[Loch-ruadh] electricity

Timothy Rayburn timothy at elfsea.net
Wed Feb 6 08:28:42 PST 2002

<Coming out of Stealth Mode ;)>

>Obviously, such a system will deplete the battery fairly quickly at full
>load, but you shouldn't be running a space heater on it anyway. :)
>Chances are, if you are frugal with the power, a car battery might last
>the entire week without a recharge. If a recharge was needed, the
>battery charger could probably top it off in a few hours, assuming you
>can find somewhere to plug it in. If all else fails, jumper cable that
>battery up to your car and run the engine for a while. For the long
>term, I might suggest a solar charger, but they can get pricey pretty quick.

I have built just such a system because I have need to use a CPAP at night when I sleep, and power is not always available.  Here are my thoughts :

1) If you build the system personally, then I would ammend Sluggy's suggestions with the following : a) Make the battery a Deep Cycle Trolling marine battery.  These are meant for constant draining and recycling and are focused on providing a consistent slow pull.  b) It's all in the inverter, the more inverter, the more you can do.  c) My system ran me $40 for the inverter, $60 for the battery, $25 for the charger and about $15 in parts from Radio Shack.

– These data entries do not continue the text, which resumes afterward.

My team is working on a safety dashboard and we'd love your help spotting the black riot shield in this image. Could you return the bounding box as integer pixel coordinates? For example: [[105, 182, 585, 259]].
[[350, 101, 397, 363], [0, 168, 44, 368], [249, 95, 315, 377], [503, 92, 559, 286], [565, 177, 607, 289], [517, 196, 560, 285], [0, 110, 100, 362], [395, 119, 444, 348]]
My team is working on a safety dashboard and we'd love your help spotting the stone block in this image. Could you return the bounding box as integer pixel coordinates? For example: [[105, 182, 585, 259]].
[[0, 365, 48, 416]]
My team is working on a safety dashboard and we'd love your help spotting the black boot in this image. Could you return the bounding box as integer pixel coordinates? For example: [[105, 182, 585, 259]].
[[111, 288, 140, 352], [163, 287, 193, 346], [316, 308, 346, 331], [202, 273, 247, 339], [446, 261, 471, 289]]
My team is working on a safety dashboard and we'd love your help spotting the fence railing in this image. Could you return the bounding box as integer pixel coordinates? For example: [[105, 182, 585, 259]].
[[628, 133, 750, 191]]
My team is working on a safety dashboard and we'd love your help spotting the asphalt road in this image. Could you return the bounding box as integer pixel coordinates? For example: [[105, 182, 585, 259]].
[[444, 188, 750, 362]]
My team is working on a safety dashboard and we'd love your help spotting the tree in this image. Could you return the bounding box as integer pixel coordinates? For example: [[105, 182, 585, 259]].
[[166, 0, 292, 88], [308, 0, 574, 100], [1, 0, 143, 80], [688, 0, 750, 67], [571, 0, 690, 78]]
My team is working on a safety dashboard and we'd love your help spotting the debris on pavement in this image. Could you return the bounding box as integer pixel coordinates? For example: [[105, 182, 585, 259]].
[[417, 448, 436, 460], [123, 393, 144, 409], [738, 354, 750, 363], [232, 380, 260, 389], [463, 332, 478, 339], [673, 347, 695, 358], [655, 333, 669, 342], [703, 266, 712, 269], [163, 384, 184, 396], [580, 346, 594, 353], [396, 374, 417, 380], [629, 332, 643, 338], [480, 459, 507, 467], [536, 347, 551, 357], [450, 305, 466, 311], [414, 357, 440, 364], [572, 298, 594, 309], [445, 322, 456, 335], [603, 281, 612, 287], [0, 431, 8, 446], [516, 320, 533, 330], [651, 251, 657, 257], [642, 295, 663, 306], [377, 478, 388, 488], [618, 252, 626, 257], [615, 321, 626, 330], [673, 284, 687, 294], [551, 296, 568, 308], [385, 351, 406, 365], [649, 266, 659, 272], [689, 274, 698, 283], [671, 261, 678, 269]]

2) There is a company called X-Power that is selling a bundled battery, charger, and inverter all inside a nice sealed plastic box on wheels and with a handle about the size of a filebox with a handle like the airport carry-on bags that slides down into the box.  It costs about $200, but is sealed, and avoids all the trouble.  I'm seriously thinking about replacing my system with this, as very few Marine batties are sealed (mine is not).

3) The upside to my system is that I ran my CPAP and a laptop (on and off), and charged my cellphones all war last year without ever having to recharge my battery.

>VERY IMPORTANT: It rains at Gulf War, almost guaranteed. While the 12V
>from a car battery is not particularly dangerous in the wet, 110V AC
>from the inverter is. Such a system should be in a dry location and must
>be off the floor and covered to prevent it getting wet in case your
>shelter leaks.

I just left this in because he is VERY right about this.  Read it again if you plan on doing something like this.